On a glissé dans l’obscurité, croisé un renard, échangé quelques mots de chicane - la tension qui relâche sans doute - puis on est arrivés. Un beau chalet de bardeaux de cèdre avec une forme de bateau retourné nous attendait au bout d’une piste de terre rouge. On a déchargé les affaires de la voiture le soir-même. Les cartons ne sont pas défaits et attendent la prochaine maison. On ne veut pas envahir le petit chalet loué. Toutes nos affaires tiennent empaquetées et entassées dans une seule pièce. Il faut dire qu’on a fait du Marie Kondo en titi. Et des heureux aussi. On a donné, vendu à du monde, et laissé au fils de Mario de quoi partir en appartement. J’ai une commode en souvenir, Mario un coffre en cèdre. Plus notre lit. Ensuite, ce sont des cartons de cuisine et de matos technologique surtout. Nos fringues, mon cadre de mamie, notre néon de mariage et des livres dont je n’ai pas su me défaire. On est là, la face au vent, avec des fois de la pluie, des fois du soleil, confinés mais heureux, dans cette «salle d’attente» en passe de plonger dans un nouveau quotidien.

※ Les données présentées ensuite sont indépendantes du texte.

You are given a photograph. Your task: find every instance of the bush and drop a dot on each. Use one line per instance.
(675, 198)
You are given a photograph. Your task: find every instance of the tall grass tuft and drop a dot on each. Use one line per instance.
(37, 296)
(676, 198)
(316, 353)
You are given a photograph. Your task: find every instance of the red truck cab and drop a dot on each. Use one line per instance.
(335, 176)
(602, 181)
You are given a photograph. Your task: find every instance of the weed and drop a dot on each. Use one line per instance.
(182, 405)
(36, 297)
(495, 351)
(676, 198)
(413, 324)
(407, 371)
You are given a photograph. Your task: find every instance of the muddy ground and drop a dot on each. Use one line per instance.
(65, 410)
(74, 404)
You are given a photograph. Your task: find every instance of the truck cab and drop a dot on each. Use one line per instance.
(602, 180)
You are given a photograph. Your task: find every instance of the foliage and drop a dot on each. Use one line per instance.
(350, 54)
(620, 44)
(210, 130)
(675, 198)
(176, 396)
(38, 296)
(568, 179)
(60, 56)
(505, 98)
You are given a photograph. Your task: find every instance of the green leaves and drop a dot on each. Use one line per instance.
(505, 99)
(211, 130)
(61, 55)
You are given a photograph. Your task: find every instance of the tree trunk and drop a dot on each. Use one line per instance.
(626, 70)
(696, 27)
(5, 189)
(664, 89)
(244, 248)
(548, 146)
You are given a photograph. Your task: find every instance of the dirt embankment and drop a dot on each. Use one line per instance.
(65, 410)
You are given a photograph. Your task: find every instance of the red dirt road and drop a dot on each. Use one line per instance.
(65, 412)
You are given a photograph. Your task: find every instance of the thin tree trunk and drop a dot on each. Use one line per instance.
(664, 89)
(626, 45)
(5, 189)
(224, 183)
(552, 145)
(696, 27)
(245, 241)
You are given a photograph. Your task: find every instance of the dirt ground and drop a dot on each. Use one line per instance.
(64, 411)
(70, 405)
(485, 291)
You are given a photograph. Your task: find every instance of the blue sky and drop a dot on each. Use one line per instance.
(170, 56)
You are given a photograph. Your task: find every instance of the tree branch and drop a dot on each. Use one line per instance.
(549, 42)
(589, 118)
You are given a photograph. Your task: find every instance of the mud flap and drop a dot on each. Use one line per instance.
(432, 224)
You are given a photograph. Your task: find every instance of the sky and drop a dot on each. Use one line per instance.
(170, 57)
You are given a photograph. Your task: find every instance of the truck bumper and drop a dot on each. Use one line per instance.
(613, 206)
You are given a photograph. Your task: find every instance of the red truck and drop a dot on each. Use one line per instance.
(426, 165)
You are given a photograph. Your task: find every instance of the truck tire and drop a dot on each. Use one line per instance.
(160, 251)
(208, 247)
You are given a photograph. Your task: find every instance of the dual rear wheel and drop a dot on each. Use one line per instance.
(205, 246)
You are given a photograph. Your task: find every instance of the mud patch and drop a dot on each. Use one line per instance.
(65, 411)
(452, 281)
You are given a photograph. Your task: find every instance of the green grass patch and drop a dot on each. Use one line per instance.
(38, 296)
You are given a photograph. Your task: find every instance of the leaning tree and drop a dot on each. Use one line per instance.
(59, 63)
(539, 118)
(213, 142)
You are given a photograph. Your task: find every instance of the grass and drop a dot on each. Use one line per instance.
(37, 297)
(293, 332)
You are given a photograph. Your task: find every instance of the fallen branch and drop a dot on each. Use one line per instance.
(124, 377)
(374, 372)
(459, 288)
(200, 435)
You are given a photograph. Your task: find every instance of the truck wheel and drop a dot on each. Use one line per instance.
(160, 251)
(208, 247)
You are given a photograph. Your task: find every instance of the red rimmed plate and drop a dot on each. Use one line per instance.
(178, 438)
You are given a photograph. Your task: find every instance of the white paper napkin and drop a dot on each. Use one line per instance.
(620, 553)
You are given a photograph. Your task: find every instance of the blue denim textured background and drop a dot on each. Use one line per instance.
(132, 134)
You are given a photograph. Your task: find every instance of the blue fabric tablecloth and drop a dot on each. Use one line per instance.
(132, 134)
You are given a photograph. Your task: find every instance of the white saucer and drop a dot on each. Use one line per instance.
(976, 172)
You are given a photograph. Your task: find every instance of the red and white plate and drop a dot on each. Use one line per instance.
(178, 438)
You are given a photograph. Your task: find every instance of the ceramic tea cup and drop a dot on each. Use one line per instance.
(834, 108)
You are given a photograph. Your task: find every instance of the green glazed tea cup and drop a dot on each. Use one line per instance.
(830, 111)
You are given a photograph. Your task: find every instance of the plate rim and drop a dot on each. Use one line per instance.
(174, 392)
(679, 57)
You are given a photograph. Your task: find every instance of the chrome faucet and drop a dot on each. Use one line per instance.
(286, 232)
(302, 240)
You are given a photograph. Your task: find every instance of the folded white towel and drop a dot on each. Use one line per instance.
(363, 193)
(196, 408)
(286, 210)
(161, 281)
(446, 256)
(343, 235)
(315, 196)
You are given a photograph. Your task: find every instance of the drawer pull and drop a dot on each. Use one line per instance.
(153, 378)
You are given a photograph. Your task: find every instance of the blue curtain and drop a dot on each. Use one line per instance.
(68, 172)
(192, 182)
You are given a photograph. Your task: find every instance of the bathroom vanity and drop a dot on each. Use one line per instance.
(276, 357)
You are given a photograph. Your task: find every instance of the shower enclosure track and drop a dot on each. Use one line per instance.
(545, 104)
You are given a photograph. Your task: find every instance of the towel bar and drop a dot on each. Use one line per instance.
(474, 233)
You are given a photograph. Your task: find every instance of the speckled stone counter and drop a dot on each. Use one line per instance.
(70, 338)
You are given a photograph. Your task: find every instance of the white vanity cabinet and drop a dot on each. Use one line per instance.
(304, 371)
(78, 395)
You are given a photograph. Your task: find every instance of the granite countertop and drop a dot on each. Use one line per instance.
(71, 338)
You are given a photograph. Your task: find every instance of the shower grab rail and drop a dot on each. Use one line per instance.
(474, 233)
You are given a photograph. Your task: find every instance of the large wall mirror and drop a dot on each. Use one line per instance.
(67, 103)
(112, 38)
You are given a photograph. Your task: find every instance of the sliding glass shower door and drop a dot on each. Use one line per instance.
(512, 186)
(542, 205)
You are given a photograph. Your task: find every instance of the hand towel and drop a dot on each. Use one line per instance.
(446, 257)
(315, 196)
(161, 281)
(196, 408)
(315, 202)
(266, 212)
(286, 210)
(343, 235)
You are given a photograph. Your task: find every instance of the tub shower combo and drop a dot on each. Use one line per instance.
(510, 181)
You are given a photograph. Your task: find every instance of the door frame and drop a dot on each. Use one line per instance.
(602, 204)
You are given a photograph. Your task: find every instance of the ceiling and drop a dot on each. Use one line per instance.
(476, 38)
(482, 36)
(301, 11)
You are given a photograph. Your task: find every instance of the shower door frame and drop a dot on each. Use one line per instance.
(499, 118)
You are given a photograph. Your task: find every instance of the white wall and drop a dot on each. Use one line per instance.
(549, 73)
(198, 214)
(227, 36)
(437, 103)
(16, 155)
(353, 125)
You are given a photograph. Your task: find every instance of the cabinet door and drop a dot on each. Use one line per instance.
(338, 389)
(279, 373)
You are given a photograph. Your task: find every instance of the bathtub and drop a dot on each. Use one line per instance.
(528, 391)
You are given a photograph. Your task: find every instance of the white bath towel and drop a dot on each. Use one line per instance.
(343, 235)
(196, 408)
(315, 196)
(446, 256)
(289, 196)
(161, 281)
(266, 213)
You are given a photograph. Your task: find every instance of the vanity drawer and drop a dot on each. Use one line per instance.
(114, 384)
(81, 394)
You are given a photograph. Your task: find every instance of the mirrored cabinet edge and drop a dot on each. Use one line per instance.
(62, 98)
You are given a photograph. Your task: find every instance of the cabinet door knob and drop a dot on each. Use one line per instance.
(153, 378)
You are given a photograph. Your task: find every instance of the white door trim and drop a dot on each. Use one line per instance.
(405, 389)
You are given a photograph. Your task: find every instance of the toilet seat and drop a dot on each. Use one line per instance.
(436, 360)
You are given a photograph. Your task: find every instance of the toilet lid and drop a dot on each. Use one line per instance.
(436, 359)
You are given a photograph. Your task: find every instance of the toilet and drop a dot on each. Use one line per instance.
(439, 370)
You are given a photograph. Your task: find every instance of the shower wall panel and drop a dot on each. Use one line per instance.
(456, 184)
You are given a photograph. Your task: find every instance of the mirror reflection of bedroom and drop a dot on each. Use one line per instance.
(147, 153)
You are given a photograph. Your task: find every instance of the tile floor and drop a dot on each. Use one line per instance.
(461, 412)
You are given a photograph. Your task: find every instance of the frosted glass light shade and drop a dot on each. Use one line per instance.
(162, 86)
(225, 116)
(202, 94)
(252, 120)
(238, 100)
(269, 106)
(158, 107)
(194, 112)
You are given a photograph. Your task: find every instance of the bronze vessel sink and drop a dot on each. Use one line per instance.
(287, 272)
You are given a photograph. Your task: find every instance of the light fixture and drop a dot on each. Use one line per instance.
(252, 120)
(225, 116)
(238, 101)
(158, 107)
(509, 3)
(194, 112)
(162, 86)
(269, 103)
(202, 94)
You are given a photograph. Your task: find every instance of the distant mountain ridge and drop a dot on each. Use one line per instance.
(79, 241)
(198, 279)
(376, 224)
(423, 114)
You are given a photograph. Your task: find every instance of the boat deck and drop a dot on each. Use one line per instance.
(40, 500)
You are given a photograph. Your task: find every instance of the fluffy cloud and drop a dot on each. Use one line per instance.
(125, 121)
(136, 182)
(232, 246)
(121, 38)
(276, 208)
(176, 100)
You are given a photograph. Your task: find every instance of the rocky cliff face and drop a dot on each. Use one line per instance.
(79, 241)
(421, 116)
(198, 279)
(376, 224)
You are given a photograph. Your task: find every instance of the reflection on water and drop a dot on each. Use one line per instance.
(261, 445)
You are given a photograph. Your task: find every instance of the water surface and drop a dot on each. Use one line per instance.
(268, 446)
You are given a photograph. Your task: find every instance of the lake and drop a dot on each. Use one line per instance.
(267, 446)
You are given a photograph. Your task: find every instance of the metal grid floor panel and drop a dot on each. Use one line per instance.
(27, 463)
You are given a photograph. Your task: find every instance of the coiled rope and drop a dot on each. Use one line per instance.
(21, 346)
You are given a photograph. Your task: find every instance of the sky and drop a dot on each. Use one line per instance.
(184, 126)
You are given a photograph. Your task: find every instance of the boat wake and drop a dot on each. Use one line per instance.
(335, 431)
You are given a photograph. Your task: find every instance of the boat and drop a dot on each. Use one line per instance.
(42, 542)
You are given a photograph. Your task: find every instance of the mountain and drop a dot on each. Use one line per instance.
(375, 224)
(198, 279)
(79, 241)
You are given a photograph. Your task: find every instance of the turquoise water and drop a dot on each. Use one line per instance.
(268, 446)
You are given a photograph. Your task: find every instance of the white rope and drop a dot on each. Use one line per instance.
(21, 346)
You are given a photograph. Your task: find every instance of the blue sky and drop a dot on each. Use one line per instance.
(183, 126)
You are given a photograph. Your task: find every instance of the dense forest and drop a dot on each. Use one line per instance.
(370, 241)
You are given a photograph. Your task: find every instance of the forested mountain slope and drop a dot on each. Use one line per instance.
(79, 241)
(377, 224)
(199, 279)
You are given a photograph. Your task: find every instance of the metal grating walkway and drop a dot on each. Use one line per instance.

Moments d’une vie en transition

Ici pas de COVID, la période de confinement est stricte et le gouvernent au courant. Le département de santé publique nous appelle chaque jour. La dame a une voix chaleureuse malgré la mécanique de ses questions. Elle est aimable. Tout va bien merci. On attend, on travaille du chalet avant de pouvoir explorer. Dans ma vie d’adulte, j’ai vécu sur plusieurs continents et différents fuseaux horaires avec l’aisance d’un oiseau migrateur. L’hirondelle de ma mamie, à ceci près que je n’obéis pas aux saisons: c’est le goût de l’horizon, que je cherche comme un trésor sans carte. Quatre ans de vie dans le bungalow de la Rive-Sud de Montréal, avec ses rêves, ses joies, ses jolis projets réalisés. On s’est marié, on a bâti Lebon Trait d’union. Ça aurait fait 4 ans en novembre. Ça faisait longtemps que l’envie de poser mes valises ailleurs avait commencé à me tarauder, alors PEI, nous voilà.

Partir à deux et non plus avec deux valises

Mario n’avait pas cette urgence. Il aurait pu rester encore un peu, 11 ans et beaucoup de souvenirs dans sa première maison, sa maison a lui, achetée après son divorce pour rester proche des enfants, entre leur école et chez leur mère. Mais il n’a pas hésité. À peine les dernières planches de la terrasse clouées, la maison était en vente. Des montagnes russes d’émotions avant de tomber sur Manon qui reprend la maison comme un flambeau. Tout le monde est content. Je serais partie. En fait, si ce n’était de mon mari, je ne serais pas restée autant de temps à Longueuil. Cette phrase est singulière quand je la relis, elle s’imprime plus encore en moi. On a uni nos destins, un jour heureux d’octobre 2019. Depuis on reste ou on part, mais on le fait ensemble. Ça m’a permis de voir que l’important, toute nomade que je suis, ce n’est ni la destination ni le voyage, mais plutôt la compagnie qui fait le chemin avec moi.